A subtle shift of feeling

It was the middle of a beautifully sunny, early summer afternoon in Kalispell, Montana. I lay on my bed with my eyes closed, unable to muster the motivation to walk a few blocks to the coffee shop, to work on the freelance writing project on the table in the next room, or honestly to do anything at all except gaze at my navel, wondering why my life sucked. Depression was dogging me once again.

My attention, as was common in moments like this, was inward. In this moment, my focus drifted over the general region of my torso, perhaps with particular emphasis on the center of my chest. There I noticed a sensation that I could only describe as “downwardness.” I didn’t think much about it; it seemed familiar. But I began to wonder.

The previous year, I had gone to a high-level NLP training in San Diego with one of its founders, Richard Bandler. Much of the training focused on sophisticated work with “submodalities” – the building blocks of subjective consciousness. Bandler was responsible for the most advanced work with submodalities, so I was learning from the master.

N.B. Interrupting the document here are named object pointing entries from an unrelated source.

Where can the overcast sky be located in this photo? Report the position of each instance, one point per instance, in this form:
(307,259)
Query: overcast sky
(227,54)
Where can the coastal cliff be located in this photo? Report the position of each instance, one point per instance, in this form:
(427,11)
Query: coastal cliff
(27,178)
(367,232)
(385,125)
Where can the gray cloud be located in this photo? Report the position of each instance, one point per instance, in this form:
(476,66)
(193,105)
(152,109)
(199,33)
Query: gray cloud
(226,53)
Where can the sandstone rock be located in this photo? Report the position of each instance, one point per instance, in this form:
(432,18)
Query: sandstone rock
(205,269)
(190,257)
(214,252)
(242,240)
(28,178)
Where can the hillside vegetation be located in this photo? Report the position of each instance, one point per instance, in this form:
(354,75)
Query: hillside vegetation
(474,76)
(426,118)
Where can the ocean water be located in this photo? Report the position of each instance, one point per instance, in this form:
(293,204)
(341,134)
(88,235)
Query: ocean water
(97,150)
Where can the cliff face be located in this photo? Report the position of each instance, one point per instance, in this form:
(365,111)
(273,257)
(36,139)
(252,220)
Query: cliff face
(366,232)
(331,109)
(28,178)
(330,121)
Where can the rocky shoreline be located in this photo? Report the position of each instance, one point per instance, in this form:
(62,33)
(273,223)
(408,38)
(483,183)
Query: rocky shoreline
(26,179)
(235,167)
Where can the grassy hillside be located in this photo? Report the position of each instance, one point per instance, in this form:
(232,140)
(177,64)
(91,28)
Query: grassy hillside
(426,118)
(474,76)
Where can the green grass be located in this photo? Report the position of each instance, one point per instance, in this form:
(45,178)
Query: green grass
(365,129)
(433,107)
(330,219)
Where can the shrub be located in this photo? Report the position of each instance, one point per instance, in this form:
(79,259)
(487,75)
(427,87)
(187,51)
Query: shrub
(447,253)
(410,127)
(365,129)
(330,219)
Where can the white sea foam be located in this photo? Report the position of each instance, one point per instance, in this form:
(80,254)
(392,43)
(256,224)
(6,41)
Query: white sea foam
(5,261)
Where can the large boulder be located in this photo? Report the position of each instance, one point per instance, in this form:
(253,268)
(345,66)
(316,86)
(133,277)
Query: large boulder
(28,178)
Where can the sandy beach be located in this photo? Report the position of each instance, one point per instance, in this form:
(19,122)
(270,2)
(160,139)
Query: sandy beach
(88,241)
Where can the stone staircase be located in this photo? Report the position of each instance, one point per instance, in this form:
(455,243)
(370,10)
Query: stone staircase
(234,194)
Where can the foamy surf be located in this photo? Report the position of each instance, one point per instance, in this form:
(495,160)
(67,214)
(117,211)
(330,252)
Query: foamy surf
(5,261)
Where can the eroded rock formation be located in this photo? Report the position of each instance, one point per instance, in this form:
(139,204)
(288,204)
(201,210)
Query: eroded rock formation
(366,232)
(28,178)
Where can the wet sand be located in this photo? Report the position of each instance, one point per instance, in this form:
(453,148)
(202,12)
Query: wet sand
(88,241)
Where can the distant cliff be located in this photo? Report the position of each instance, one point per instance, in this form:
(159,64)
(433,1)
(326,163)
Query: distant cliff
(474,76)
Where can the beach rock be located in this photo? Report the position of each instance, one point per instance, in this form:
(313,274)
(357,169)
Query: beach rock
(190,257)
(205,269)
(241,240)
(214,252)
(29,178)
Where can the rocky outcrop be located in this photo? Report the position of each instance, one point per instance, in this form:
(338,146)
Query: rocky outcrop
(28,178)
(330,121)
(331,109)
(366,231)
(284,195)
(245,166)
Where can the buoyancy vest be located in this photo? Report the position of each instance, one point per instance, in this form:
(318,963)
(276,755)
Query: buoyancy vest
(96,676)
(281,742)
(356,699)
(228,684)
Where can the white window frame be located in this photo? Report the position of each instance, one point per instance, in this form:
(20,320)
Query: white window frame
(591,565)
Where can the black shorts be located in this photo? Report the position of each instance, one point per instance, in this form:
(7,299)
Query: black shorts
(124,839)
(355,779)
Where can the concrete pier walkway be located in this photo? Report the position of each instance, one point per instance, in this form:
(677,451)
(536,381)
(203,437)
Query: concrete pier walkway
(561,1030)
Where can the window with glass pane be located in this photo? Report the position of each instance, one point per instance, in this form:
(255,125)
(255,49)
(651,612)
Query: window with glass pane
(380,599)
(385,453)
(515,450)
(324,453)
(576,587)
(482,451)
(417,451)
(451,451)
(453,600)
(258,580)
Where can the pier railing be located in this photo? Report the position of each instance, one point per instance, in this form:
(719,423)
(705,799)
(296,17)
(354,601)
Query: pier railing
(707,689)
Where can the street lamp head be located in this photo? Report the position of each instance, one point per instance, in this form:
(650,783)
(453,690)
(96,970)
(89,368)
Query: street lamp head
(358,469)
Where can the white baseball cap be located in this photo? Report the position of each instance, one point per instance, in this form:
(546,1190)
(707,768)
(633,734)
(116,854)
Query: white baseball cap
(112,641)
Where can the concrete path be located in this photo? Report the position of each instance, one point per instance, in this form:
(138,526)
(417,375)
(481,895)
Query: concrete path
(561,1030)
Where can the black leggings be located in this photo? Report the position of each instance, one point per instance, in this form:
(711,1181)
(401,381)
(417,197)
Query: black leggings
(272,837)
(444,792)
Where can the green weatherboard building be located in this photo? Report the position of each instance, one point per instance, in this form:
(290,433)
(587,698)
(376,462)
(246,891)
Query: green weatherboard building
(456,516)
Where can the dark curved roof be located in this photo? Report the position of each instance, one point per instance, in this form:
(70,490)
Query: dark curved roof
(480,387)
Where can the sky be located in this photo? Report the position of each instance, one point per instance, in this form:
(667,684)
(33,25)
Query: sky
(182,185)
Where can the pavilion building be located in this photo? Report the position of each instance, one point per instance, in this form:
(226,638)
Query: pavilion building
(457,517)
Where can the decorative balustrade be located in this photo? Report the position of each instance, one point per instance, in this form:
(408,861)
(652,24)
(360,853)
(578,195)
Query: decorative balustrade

The word submodalities refers to the fine-grain structure of thought. If I conjure a memory of what I had for breakfast, the submodalities of my mental image include aspects such as the following:

  • How far is the internal image from my point of view, or from my face?
  • Is the picture in color, or black and white?
  • Is it in sharp focus, or more blurry?
  • Is the picture a movie, more like a photograph, or a collection of photos?
  • Does it seem flat like a photograph, or 3-D like the real world?

Submodalities identify the structure without regard to the content of whether I had granola or eggs for breakfast. What Bandler found is that submodalities map more reliably to feeling states than content does. He also found them to be fully malleable. You can take one content, say the face of someone who annoys you at work, and shift the submodalities of that image to match those taken from a different image about which you feel appreciation, and you will find yourself actually liking the person you previously found annoying. Bandler-style NLP applies leveraged strategies to manipulate submodalities and selectively choose how to feel about various aspects of your life.

So on that sunny, depressed afternoon, I began to wonder about submodalities of feeling states. In NLP, feeling states are always shifted by manipulating the structure of thought. Was it possible to directly manipulate the feeling state itself? I took the downwardness, and wondered how it would feel to reverse its direction. Whatever it was that felt a downward pull or movement, what if it were pulling or moving upward instead? I was surprised to find my mood lift instantly.

What did this mean? I wasn’t sure I wanted to know. I had invested years of time and energy, and thousands of dollars, in pursuing various ways to intervene in thoughts, beliefs, memories, and perceptions with the intention of making myself feel better. I wasn’t eager to face the possibility that all the work I had applied was for nothing. So I scoffed, quickly went back into my depression, and refused to try that trick again.